Research Institute Policy Research Institute (PRI) Executive Director. Ahsan H. Mansoor said that the decline in remittances will be a burden on the people and economy of our country.

According to PEW’s research report, the analysis of data from the last few years shows that in 10 countries, expatriates who sent 61 percent of remittances in 2016 had a much lower movement of workers every 10 days on average than other countries.
Among the world’s top remittance senders, jobs fell 29 percent in the United States, 32 percent in Saudi Arabia, 29 percent in the United Arab Emirates, 41 percent in the United Kingdom, 36 percent in Canada, 25 percent in Germany, 43 percent in France, 16 percent in Australia and 45 percent in Italy.

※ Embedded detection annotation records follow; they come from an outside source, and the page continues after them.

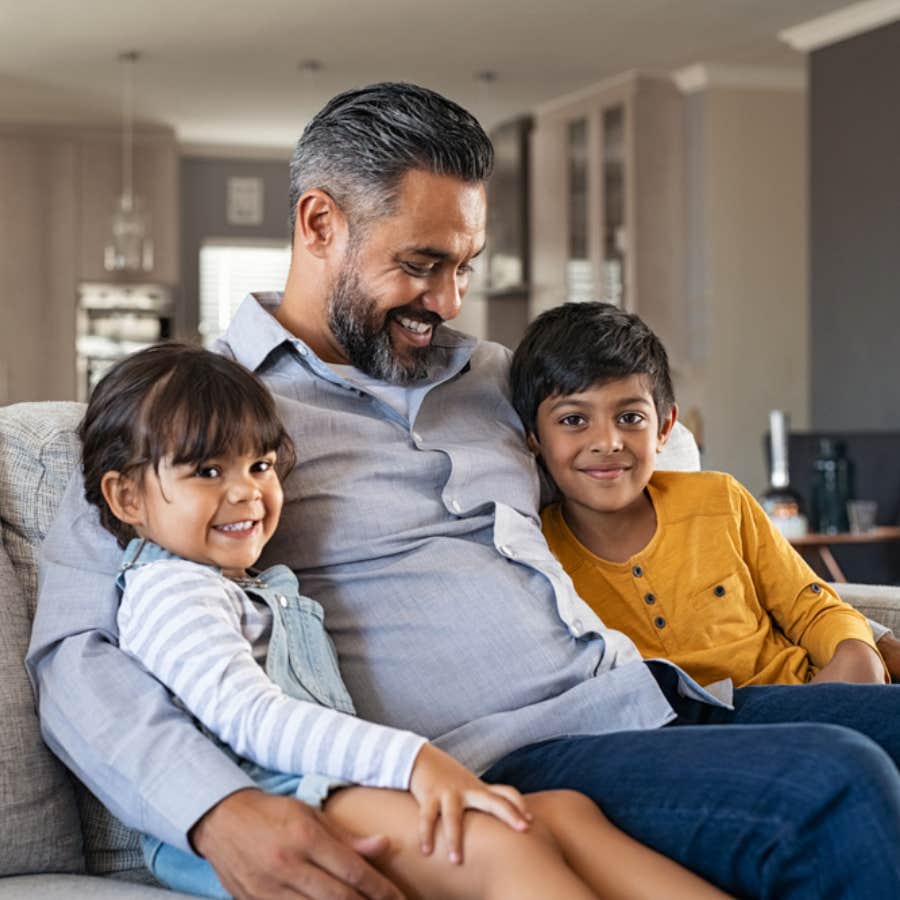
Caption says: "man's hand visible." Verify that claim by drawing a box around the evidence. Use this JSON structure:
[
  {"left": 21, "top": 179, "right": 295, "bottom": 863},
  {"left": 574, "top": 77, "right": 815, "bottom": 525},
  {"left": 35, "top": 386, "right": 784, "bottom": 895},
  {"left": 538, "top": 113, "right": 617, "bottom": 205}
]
[
  {"left": 190, "top": 788, "right": 403, "bottom": 900},
  {"left": 810, "top": 639, "right": 885, "bottom": 684},
  {"left": 875, "top": 632, "right": 900, "bottom": 682},
  {"left": 409, "top": 744, "right": 531, "bottom": 863}
]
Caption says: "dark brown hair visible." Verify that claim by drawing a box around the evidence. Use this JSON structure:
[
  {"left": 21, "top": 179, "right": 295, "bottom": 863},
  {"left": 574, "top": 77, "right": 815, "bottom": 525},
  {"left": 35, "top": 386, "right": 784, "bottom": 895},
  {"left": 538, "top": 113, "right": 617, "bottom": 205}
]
[{"left": 78, "top": 342, "right": 296, "bottom": 546}]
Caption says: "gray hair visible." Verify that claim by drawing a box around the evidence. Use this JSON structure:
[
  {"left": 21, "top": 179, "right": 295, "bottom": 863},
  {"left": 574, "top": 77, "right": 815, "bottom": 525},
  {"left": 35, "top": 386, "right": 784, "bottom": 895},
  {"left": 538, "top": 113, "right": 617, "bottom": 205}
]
[{"left": 290, "top": 82, "right": 494, "bottom": 233}]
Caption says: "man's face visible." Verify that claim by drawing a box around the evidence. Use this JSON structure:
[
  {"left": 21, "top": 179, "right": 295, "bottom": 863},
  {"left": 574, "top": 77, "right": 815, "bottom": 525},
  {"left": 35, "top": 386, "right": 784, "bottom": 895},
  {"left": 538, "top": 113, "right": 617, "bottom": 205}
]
[{"left": 328, "top": 170, "right": 486, "bottom": 384}]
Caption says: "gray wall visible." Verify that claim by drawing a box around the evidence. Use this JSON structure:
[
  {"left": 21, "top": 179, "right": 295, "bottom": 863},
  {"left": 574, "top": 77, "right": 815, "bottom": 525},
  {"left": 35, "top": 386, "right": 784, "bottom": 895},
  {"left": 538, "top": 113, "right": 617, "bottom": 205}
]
[
  {"left": 810, "top": 23, "right": 900, "bottom": 430},
  {"left": 178, "top": 157, "right": 290, "bottom": 337}
]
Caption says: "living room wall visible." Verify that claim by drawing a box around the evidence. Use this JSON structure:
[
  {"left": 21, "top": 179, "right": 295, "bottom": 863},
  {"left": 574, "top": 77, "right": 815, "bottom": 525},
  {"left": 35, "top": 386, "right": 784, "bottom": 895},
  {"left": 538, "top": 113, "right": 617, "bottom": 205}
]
[{"left": 810, "top": 23, "right": 900, "bottom": 431}]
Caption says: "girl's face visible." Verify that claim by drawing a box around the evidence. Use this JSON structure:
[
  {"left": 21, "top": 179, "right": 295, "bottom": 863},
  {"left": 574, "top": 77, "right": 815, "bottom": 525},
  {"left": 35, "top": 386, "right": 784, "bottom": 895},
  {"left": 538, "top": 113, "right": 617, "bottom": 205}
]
[{"left": 130, "top": 452, "right": 284, "bottom": 577}]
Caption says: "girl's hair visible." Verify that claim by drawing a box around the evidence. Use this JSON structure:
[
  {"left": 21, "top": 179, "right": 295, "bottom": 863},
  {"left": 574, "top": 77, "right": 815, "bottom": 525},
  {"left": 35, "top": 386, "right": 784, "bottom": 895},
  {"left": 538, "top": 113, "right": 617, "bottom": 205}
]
[{"left": 78, "top": 342, "right": 296, "bottom": 547}]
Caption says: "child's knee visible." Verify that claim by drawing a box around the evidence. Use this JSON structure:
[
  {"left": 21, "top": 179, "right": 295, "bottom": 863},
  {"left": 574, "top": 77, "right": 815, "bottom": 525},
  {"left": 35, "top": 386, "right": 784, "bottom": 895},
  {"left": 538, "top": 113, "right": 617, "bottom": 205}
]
[{"left": 525, "top": 790, "right": 605, "bottom": 823}]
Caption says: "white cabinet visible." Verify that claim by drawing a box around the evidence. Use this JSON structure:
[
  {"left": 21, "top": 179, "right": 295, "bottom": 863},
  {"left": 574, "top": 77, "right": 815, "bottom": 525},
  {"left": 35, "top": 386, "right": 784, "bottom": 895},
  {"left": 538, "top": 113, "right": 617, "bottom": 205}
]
[{"left": 531, "top": 74, "right": 687, "bottom": 362}]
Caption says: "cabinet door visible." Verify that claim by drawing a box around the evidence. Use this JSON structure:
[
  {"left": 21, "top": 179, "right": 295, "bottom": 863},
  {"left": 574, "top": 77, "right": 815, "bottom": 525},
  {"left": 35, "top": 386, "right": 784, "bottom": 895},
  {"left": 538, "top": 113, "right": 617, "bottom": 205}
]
[{"left": 79, "top": 134, "right": 179, "bottom": 284}]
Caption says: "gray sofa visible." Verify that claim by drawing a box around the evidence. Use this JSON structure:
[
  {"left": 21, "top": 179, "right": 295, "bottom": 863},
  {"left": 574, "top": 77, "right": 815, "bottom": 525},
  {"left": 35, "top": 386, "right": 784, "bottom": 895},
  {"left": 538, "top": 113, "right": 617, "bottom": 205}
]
[{"left": 0, "top": 403, "right": 900, "bottom": 900}]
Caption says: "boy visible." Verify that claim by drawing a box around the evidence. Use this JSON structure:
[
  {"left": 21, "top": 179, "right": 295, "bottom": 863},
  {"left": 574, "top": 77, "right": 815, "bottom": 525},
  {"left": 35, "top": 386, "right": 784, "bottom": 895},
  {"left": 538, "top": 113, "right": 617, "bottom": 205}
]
[{"left": 511, "top": 303, "right": 885, "bottom": 687}]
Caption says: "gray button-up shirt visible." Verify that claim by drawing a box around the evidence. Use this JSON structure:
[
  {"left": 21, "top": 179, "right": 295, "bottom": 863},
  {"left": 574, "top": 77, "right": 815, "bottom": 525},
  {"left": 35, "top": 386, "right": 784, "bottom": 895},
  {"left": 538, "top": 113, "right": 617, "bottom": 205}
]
[{"left": 29, "top": 295, "right": 712, "bottom": 846}]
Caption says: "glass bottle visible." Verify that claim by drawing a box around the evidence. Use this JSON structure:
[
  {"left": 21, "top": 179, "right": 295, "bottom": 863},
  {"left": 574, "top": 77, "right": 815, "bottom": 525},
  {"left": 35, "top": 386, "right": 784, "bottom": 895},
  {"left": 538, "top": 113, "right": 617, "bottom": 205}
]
[
  {"left": 762, "top": 409, "right": 807, "bottom": 538},
  {"left": 810, "top": 438, "right": 852, "bottom": 534}
]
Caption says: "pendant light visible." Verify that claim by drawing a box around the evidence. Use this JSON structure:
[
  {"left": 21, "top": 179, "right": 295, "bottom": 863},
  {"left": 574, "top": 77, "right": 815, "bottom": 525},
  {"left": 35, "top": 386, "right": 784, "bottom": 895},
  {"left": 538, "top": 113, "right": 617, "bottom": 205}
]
[{"left": 103, "top": 50, "right": 153, "bottom": 272}]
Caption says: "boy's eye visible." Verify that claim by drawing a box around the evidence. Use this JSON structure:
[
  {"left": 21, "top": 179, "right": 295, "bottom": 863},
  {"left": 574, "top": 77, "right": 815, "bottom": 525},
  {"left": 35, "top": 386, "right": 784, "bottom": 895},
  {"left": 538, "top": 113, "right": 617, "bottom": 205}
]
[{"left": 401, "top": 260, "right": 433, "bottom": 278}]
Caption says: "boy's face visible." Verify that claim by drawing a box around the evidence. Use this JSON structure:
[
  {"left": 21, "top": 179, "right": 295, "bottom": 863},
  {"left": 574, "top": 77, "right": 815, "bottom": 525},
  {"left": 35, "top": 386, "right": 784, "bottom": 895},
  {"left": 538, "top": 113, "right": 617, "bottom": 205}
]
[
  {"left": 120, "top": 452, "right": 283, "bottom": 577},
  {"left": 529, "top": 375, "right": 677, "bottom": 514}
]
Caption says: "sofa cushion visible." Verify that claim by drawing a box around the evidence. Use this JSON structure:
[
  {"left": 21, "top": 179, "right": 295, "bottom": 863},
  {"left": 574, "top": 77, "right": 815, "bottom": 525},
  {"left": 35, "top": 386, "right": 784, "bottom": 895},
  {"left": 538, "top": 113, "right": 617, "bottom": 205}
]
[
  {"left": 0, "top": 402, "right": 146, "bottom": 878},
  {"left": 0, "top": 520, "right": 84, "bottom": 875}
]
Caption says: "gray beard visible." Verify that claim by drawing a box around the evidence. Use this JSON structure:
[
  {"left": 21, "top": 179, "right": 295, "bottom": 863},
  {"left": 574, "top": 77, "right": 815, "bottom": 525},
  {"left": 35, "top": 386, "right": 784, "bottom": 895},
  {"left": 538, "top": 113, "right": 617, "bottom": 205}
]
[{"left": 328, "top": 260, "right": 434, "bottom": 385}]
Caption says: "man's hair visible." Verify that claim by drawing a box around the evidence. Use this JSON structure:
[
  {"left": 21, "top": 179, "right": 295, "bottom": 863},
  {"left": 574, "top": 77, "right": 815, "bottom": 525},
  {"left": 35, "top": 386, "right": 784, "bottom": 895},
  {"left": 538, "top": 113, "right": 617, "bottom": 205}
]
[
  {"left": 510, "top": 303, "right": 675, "bottom": 434},
  {"left": 78, "top": 341, "right": 296, "bottom": 546},
  {"left": 290, "top": 82, "right": 494, "bottom": 233}
]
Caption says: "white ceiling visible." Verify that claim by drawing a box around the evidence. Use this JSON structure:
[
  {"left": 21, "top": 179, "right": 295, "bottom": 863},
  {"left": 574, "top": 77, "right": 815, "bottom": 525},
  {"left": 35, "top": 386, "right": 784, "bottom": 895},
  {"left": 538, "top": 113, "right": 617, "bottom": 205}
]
[{"left": 0, "top": 0, "right": 847, "bottom": 147}]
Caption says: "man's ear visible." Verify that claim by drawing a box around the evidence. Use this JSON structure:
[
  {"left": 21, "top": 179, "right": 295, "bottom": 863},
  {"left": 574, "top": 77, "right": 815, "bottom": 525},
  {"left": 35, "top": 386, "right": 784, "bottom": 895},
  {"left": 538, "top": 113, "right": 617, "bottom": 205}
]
[
  {"left": 100, "top": 472, "right": 144, "bottom": 525},
  {"left": 656, "top": 403, "right": 678, "bottom": 453},
  {"left": 294, "top": 188, "right": 349, "bottom": 259}
]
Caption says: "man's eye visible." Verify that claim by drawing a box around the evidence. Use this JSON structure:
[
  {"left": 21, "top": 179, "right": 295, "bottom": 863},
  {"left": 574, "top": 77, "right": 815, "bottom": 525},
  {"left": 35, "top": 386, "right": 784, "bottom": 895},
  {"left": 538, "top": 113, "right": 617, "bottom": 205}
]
[{"left": 403, "top": 262, "right": 432, "bottom": 278}]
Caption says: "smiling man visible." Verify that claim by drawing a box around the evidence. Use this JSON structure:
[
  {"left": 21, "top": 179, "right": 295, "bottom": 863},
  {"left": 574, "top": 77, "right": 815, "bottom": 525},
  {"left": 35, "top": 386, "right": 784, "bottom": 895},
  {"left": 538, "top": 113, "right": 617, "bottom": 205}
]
[{"left": 28, "top": 84, "right": 900, "bottom": 900}]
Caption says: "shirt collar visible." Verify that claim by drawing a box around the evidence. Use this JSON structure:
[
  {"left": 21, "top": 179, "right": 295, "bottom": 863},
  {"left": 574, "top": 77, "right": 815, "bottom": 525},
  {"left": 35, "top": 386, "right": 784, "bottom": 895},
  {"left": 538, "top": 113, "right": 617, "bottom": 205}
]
[{"left": 214, "top": 291, "right": 477, "bottom": 387}]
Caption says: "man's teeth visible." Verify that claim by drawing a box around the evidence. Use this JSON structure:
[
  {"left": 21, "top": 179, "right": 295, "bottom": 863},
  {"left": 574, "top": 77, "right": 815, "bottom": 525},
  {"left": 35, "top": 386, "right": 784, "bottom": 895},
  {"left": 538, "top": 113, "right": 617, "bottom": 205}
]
[{"left": 397, "top": 316, "right": 431, "bottom": 334}]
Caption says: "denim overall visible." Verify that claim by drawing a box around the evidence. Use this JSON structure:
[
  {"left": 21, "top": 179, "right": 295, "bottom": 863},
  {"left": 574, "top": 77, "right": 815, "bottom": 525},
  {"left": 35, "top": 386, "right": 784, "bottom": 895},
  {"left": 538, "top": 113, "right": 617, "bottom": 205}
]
[{"left": 117, "top": 538, "right": 355, "bottom": 898}]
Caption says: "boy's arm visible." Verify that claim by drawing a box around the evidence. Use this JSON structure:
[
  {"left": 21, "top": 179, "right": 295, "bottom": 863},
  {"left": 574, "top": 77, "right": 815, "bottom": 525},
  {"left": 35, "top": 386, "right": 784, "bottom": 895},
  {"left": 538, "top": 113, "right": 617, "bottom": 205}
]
[{"left": 731, "top": 481, "right": 886, "bottom": 683}]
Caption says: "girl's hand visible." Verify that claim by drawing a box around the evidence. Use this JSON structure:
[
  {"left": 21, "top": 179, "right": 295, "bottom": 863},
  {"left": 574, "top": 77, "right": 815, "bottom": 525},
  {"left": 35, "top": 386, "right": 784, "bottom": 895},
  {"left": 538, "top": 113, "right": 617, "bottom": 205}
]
[{"left": 409, "top": 744, "right": 532, "bottom": 863}]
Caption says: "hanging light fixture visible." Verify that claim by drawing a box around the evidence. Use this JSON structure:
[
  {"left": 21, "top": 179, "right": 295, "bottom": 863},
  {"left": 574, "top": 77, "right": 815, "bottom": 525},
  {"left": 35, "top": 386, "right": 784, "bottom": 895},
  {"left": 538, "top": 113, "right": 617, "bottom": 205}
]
[{"left": 103, "top": 50, "right": 153, "bottom": 272}]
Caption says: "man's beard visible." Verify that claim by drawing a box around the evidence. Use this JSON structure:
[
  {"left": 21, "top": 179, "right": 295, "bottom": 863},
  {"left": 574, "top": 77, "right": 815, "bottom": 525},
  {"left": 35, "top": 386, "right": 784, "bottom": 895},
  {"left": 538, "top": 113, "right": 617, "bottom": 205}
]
[{"left": 328, "top": 255, "right": 443, "bottom": 384}]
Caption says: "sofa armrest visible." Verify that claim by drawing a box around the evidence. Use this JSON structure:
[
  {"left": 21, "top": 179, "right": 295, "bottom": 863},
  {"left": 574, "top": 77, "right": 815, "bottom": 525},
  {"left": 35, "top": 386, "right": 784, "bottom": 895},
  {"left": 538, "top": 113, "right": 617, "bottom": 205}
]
[{"left": 831, "top": 584, "right": 900, "bottom": 638}]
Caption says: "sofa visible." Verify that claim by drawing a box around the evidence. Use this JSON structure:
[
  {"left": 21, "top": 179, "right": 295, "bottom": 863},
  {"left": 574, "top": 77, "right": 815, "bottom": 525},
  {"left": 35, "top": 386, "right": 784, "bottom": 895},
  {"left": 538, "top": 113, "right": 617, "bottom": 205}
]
[{"left": 0, "top": 402, "right": 900, "bottom": 900}]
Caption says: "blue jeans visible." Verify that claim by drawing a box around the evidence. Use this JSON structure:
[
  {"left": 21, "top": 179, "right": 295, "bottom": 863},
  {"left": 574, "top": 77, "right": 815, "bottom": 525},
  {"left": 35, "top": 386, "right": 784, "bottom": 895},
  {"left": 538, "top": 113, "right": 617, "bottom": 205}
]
[{"left": 484, "top": 665, "right": 900, "bottom": 900}]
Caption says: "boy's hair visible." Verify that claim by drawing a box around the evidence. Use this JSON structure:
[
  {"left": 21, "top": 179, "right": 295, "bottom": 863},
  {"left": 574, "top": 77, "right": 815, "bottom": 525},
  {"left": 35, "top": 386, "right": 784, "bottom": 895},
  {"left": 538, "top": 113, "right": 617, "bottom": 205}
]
[
  {"left": 510, "top": 303, "right": 675, "bottom": 434},
  {"left": 78, "top": 342, "right": 296, "bottom": 547}
]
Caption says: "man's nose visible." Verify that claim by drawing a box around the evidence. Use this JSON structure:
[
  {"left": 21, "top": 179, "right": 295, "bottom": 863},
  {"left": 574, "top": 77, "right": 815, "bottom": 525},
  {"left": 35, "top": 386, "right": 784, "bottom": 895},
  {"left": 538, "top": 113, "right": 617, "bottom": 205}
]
[{"left": 422, "top": 272, "right": 465, "bottom": 321}]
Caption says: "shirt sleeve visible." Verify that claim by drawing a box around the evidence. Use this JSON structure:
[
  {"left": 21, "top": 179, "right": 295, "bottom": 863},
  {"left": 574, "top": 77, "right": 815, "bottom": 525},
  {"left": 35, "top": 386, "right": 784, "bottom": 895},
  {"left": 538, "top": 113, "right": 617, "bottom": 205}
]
[
  {"left": 118, "top": 560, "right": 425, "bottom": 790},
  {"left": 729, "top": 479, "right": 887, "bottom": 671},
  {"left": 26, "top": 472, "right": 253, "bottom": 850}
]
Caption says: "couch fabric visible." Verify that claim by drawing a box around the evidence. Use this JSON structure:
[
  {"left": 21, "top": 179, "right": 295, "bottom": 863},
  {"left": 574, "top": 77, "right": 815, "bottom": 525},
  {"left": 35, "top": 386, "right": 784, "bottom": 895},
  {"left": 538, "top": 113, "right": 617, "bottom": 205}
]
[{"left": 0, "top": 403, "right": 900, "bottom": 900}]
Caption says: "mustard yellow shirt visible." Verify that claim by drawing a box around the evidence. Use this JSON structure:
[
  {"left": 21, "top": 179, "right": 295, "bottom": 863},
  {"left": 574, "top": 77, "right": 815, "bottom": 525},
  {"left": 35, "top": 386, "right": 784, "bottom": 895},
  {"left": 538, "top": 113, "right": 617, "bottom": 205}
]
[{"left": 542, "top": 472, "right": 877, "bottom": 687}]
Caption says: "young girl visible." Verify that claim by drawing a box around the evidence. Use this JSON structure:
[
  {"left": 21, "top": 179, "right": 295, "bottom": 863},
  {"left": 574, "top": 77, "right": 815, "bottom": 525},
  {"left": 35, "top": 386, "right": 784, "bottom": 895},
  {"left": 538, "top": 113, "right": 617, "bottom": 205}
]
[{"left": 80, "top": 344, "right": 722, "bottom": 900}]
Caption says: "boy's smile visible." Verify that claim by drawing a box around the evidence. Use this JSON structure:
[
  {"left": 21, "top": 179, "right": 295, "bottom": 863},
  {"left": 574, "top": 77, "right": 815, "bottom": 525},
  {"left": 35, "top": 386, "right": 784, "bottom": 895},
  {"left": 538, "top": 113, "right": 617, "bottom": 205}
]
[{"left": 529, "top": 375, "right": 676, "bottom": 535}]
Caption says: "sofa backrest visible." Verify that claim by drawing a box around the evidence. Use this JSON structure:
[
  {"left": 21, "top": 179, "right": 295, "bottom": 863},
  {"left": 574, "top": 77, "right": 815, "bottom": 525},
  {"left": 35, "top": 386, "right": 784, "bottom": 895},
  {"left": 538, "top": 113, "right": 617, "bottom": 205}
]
[{"left": 0, "top": 403, "right": 143, "bottom": 875}]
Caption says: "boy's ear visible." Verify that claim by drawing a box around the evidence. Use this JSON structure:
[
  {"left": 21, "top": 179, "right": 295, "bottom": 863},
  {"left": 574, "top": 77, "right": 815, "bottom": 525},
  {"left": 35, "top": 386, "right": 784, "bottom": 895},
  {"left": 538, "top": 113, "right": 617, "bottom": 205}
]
[
  {"left": 656, "top": 403, "right": 678, "bottom": 453},
  {"left": 100, "top": 472, "right": 144, "bottom": 525}
]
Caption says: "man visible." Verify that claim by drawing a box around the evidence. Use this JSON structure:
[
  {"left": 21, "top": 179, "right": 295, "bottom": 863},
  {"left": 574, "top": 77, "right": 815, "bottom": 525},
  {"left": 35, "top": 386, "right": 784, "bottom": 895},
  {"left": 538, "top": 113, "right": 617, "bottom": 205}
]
[{"left": 29, "top": 84, "right": 900, "bottom": 900}]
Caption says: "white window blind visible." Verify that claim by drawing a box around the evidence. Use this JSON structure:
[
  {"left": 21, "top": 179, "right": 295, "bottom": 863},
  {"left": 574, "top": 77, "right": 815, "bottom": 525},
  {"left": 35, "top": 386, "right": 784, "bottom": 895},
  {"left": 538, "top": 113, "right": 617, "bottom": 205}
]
[{"left": 200, "top": 240, "right": 291, "bottom": 347}]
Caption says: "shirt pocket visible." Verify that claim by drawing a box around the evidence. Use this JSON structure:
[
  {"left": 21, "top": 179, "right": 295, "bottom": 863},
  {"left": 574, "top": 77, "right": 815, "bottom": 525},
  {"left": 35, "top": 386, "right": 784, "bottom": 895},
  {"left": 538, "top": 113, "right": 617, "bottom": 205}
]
[{"left": 690, "top": 572, "right": 759, "bottom": 644}]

Executive Director of the Policy Research Institute. Ahsan H. Mansoor said that many good remittances have come to Bangladesh before Corona.
Regarding the recent return of migrant workers to the country, he said the government should contact all the countries that have taken workers from Bangladesh so that they do not send any more workers back.

Dr. Ahsan H. Mansoor further said that the government should employ the returning workers in their respective experienced fields. This will eliminate overall production, exports, and deficits.

Bangladesh is the 11th largest recipient of Global remittances. The top ten countries are India, China, Mexico, the Philippines, Egypt, France, Nigeria, Pakistan, Germany, and Vietnam.